4. A method according to claim 3, wherein the second preset condition comprises:

5. The method of claim 3, wherein the first predetermined formula is:

wherein S is _{Total (S)} N is the number of different signal arrival angles corresponding to each effective data sampling point of the neighbor cell under the service cell for the total area corresponding to the neighbor cell, R _max K is a constant for the farthest distance among the distances from each effective data sampling point of the neighbor cell to the serving cell base station.

6. The method of claim 3, wherein the obtaining the area corresponding to each set of the valid data sampling points according to the weight factor of each set of the valid data sampling points of the neighboring cell and the area of the ring sector comprises:

according to formula S _i ＝J _i P _i Calculating to obtain the area S corresponding to the effective data sampling point of the ith group of the neighbor cell _i Wherein J is _i Weighting factors of the effective data sampling points of the ith group of the neighbor cells, P _i For the area of the circular ring sector corresponding to the effective data sampling point of the ith group of the adjacent cells,

R _i1 for the outer radius of the ring sector corresponding to the ith group of effective data sampling points of the neighbor cell, R _i2 Effective for the ith group of the neighbor cellsThe inner radius of the circular ring sector corresponding to the data sampling point, i is a positive integer, and k is a constant;

The second preset formula is:

7. The method of claim 3, wherein the obtaining the effective area corresponding to the neighboring cell according to the area corresponding to the effective data sampling points of each group of the neighboring cell comprises:

according to the formula

8. The method according to any one of claims 3 to 7, further comprising:

9. An identification device for a multi-layer network, comprising:

the first judging unit is used for taking the first data to be processed as first effective data after judging that the first data to be processed meets a first data screening rule;

the second judging unit is used for determining that the service cell is a multi-layer network cell after judging that the ratio of the number of data sampling points belonging to the same neighbor cell meeting a first preset condition in the first effective data to the total number of data sampling points in the first effective data is larger than a first threshold value; wherein, the first preset condition is: the received power of the reference signal of the data sampling point belonging to the same adjacent cell in the same adjacent cell is larger than a first preset value;

wherein the first data screening rule includes:

10. An identification device for a multi-layer network, comprising:

the third judging unit is used for taking the second data to be processed as second effective data after judging that the second data to be processed meets a second data screening rule;

a fourth judging unit, configured to determine that the serving cell is a multi-layer network cell after judging that a ratio of an effective area corresponding to the neighboring cell to a total area corresponding to the neighboring cell is greater than a third threshold;

wherein the second data filtering rule includes:

11. An electronic device, comprising: a first processor, a first memory, and a first communication bus, wherein:

the first memory stores program instructions executable by the first processor, the first processor invoking the program instructions capable of performing the method of any of claims 1-2.

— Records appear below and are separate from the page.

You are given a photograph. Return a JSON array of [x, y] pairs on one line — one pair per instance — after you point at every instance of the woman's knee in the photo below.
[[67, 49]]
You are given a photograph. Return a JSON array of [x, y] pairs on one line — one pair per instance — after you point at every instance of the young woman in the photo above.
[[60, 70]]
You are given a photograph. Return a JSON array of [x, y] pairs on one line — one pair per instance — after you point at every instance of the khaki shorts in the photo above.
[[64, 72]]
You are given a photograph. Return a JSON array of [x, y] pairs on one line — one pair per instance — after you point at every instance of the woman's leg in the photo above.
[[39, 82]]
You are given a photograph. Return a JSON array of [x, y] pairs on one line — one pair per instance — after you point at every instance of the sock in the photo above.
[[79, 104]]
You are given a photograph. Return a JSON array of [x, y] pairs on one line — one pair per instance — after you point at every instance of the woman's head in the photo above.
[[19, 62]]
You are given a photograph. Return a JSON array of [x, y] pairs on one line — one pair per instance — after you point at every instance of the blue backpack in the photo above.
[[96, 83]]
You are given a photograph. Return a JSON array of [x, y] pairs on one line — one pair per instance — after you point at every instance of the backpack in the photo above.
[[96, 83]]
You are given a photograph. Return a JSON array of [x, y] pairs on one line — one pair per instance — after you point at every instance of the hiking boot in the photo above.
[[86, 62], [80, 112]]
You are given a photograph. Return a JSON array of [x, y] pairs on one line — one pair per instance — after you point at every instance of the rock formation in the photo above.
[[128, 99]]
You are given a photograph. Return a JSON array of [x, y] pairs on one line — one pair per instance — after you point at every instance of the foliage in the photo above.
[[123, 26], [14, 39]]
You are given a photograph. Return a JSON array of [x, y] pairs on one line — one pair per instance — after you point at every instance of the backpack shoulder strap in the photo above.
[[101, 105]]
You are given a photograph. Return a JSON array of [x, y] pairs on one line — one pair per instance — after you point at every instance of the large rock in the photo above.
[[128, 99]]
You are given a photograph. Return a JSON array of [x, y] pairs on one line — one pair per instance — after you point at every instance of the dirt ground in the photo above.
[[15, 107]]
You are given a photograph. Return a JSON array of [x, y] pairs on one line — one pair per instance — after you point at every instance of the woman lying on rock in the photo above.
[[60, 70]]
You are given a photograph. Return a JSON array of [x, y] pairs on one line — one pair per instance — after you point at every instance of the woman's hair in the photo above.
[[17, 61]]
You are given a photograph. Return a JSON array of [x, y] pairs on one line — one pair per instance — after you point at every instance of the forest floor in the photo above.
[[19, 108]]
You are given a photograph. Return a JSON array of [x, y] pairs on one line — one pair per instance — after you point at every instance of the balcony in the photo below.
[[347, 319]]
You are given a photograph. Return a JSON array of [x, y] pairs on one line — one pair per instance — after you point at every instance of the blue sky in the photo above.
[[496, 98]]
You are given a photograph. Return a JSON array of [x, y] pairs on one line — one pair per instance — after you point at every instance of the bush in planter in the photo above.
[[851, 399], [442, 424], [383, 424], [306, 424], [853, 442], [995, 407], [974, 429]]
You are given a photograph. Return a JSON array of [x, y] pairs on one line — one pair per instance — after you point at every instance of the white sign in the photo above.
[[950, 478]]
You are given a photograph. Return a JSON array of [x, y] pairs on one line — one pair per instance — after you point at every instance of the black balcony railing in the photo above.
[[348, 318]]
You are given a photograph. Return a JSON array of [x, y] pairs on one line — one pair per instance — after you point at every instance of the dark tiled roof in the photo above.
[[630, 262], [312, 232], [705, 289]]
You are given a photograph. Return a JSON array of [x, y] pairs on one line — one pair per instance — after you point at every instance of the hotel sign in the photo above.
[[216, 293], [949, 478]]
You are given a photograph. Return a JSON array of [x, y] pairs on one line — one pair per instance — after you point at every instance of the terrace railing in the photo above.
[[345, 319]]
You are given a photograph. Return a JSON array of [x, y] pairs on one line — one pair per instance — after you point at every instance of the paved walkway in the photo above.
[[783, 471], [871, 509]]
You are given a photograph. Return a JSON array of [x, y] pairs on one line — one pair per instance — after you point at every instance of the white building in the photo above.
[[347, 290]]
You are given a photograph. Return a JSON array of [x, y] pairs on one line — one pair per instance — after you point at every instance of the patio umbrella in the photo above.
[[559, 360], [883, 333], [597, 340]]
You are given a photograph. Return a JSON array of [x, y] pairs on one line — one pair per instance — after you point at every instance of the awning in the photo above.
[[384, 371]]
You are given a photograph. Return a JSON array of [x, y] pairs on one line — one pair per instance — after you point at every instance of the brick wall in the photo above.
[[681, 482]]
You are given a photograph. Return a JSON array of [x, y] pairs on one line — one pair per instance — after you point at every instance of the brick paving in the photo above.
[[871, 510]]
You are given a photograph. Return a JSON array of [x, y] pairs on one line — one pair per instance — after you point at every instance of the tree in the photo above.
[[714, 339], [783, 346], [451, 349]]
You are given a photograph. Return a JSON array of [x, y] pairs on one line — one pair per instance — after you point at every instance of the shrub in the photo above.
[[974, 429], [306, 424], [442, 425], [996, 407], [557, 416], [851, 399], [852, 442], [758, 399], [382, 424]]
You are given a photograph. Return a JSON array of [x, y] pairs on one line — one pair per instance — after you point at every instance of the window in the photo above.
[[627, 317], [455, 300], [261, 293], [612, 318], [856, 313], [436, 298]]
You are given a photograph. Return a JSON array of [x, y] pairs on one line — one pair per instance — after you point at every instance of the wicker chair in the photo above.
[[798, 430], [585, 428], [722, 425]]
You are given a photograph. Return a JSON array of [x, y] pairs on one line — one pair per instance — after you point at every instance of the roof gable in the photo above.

12. A non-transitory computer readable storage medium storing first computer instructions that cause the computer to perform the method of any one of claims 1 to 2.

13. An electronic device, comprising: a second processor, a second memory, and a second communication bus, wherein:

the second memory stores program instructions executable by the second processor, the second processor invoking the program instructions capable of performing the method of any of claims 3-8.

14. A non-transitory computer readable storage medium storing second computer instructions that cause the computer to perform the method of any of claims 3 to 8.